3. Ter zitting heeft [appellant] de beroepsgrond dat de raad ten onrechte geen exploitatieplan heeft vastgesteld ingetrokken.
4. [appellant] is eigenaar van het op het perceel [locatie] te Gorinchem gevestigde sportcentrum en de in dat gebouw aanwezige bedrijfswoning (hierna: het sportcentrum).
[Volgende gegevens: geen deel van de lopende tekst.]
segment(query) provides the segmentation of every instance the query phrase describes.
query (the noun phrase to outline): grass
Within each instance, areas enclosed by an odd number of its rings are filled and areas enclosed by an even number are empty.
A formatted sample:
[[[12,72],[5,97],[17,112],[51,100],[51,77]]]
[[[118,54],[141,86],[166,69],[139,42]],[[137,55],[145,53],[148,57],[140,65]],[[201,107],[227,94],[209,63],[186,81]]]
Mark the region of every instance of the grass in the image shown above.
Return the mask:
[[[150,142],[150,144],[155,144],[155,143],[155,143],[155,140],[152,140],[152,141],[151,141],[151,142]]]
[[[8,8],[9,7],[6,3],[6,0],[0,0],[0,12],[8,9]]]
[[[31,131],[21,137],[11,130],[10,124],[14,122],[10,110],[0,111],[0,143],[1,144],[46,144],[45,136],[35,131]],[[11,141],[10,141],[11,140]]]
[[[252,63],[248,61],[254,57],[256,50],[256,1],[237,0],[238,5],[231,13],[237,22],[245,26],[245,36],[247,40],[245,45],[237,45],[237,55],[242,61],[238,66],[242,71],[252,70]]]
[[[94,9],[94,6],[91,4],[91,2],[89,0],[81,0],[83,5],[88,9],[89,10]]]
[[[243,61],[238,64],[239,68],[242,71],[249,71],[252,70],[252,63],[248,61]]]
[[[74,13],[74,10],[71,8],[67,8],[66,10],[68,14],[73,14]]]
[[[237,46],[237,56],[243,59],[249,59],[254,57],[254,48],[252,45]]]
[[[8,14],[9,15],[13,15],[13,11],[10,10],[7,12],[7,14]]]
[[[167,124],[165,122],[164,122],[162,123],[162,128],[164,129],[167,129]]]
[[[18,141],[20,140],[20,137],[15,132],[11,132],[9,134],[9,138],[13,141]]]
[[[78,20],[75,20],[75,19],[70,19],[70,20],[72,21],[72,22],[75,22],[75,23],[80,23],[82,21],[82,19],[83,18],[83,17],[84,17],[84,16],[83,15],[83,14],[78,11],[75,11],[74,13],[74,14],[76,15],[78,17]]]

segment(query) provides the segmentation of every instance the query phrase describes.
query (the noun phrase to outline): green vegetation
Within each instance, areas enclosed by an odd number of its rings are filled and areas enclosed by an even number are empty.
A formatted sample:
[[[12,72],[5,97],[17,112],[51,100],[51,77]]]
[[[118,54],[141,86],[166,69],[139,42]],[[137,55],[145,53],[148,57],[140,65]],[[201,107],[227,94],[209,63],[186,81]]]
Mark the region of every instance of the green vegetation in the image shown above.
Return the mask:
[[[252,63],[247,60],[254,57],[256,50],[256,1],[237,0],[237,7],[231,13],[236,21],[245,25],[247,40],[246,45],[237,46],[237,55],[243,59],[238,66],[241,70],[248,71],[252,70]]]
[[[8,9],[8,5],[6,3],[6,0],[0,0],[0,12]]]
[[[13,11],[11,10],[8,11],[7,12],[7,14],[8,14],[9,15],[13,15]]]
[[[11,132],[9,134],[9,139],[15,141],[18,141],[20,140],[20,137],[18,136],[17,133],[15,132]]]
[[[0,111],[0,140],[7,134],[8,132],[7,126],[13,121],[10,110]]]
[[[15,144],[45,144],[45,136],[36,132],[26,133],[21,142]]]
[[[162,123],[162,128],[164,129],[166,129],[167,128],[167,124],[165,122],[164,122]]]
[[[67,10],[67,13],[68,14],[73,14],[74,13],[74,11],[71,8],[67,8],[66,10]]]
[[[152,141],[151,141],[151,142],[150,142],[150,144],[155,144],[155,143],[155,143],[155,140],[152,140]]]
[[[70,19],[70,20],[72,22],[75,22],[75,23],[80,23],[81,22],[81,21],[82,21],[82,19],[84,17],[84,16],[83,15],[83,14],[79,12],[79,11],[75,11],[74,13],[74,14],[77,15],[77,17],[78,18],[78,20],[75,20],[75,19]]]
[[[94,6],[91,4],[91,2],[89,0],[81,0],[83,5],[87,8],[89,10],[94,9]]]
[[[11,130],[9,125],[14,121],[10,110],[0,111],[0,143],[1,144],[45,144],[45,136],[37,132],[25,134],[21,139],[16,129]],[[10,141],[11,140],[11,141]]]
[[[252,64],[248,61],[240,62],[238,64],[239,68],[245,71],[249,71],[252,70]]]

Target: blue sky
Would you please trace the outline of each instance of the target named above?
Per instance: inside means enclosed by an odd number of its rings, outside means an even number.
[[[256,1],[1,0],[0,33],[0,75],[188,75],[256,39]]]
Hij betoogt dat het sportcentrum ten onrechte niet als zodanig is bestemd.
4.1. Aan het perceel zijn de bestemming "Sport" en de functieaanduiding "sportcentrum" toegekend.
Ingevolge artikel 17, lid 17.1.1, van de planregels, zijn de voor ‘Sport’ aangewezen gronden bestemd voor:
a. sportactiviteiten;
b. een sportcentrum, uitsluitend ter plaatse van de aanduiding ‘sportcentrum’;
c. een schietaccommodatie, uitsluitend ter plaatse van de aanduiding ‘specifieke vorm van sport - schietvereniging’;
d. horeca in de categorieën ‘dag-horeca’ en ‘middelzware horeca’ van de Staat van Horeca-activiteiten; met bijbehorende gebouwen, bouwwerken geen gebouwen zijnde, wegen en paden, ondergeschikte detailhandel en horeca, sanitaire voorzieningen, parkeervoorzieningen, speelvoorzieningen, water en voorzieningen voor de waterhuishouding, tuinen en erven.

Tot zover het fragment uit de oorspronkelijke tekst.